ETF1100 BUSINESS STATISTICS 2019
Hello, dear friend, you can consult us at any time if you have any questions, add WeChat: daixieit
Semester Two 2019
ETF1100
BUSINESS STATISTICS – PAPER 1 OF 1
Question 1 (18 marks)
The Census data reports information about weekly incomes of households in the format shown in the
table below. This is data for single-parent households in Melbourne in 2016.
Income Range |
Number of Households |
Cumulative Number of Households |
Cumulative % of Households |
Negative/Nil income |
4,979 |
4,979 |
3.23% |
$1-$149 |
1,921 |
6,900 |
4.47% |
$150-$299 |
5,254 |
12,154 |
7.88% |
$300-$399 |
5,733 |
17,887 |
11.59% |
$400-$499 |
8,952 |
26,839 |
17.39% |
$500-$649 |
14,475 |
41,314 |
26.77% |
$650-$799 |
15,715 |
57,029 |
36.96% |
$800-$999 |
17,688 |
74,717 |
48.42% |
$1,000-$1,499 |
33,628 |
108,345 |
70.21% |
$1,500-$1,999 |
20,354 |
128,699 |
83.40% |
$2,000-$2,499 |
12,629 |
141,328 |
91.59% |
$2,500-$2,999 |
5,312 |
146,640 |
95.03% |
$3,000-$3,999 |
5,014 |
151,654 |
98.28% |
$4,000 or more |
2,654 |
154,308 |
100.00% |
Grand Total |
154,308 |
|
|
(a). If you want to calculate the mean weekly income for these households, what are some of the
problems you encounter when income is presented as a range? What approximations would you need to make? (2 marks)

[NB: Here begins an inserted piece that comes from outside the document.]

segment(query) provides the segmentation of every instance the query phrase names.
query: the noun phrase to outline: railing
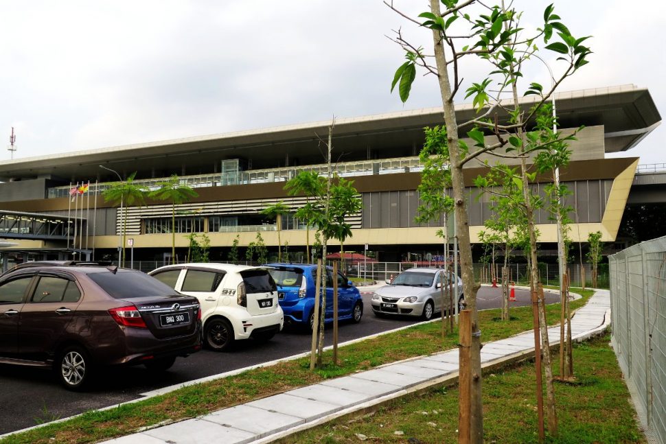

(b). Now we want to calculate the median income for these households.
i. What is the definition of the median? (1 mark)
ii. Based on the table above, describe how you would calculate the median income for these households. (2 marks)
iii. Give an approximate estimate for the median using the method outlined in the previous question. (1 mark)
(c). The mean for this data has been found to be approximately $1,302 per week. The median you found in part (b) should be somewhat smaller than the mean of $1,302. What does this tell us about the shape of the distribution of the data set? Give some intuition for why this shape produces a mean that is larger than the median? (3 marks)
The sample standard deviation of income across households has been calculated for this set of data and is $924.
i. Write down the formula for the sample standard deviation. (2 marks)
ii. Explain the sample standard deviation formula in words and how it measures the spread of the data. (3 marks)
iii. Another measure of the spread/dispersion of the data is the range. Explain how the range is calculated and why the standard deviation is generally a better measure of spread/dispersion than the range. (2 marks)
iv. It is common to construct a confidence interval based on +/- 2 standard deviations either side of the mean. This usually covers 95% of the data if the data is normally distributed. For our data —with a mean $1,302, standard deviation $924 and the median you estimated earlier —what is problematic about this approach? (2 marks)
Question 2 (18 marks)
In order to analyse the data on poverty rates amongst households in the Melbourne region in 2016 we have created the data set shown in the snapshot below.
The snapshot shows the first 10 data points. The variables are defined as follows:
• Household Type = either “Single Parent” or “Two Parents” .
• Number of Children = the number of children in the household.
• Number of Households = the number of households in the Melbourne region in 2016 that fall into the category.
• Poverty Status = “Yes” means the household is in poverty and “No” means they are not in poverty.
(a). From the data above we have produced two pivot tables.
The first pivot table, shown below, illustrates the number of Melbourne households in total in each category (household type and number of children) in 2016.
The second pivot table, shown below, shows the number of Melbourne households which are in poverty in each category (household type and number of children) in 2016.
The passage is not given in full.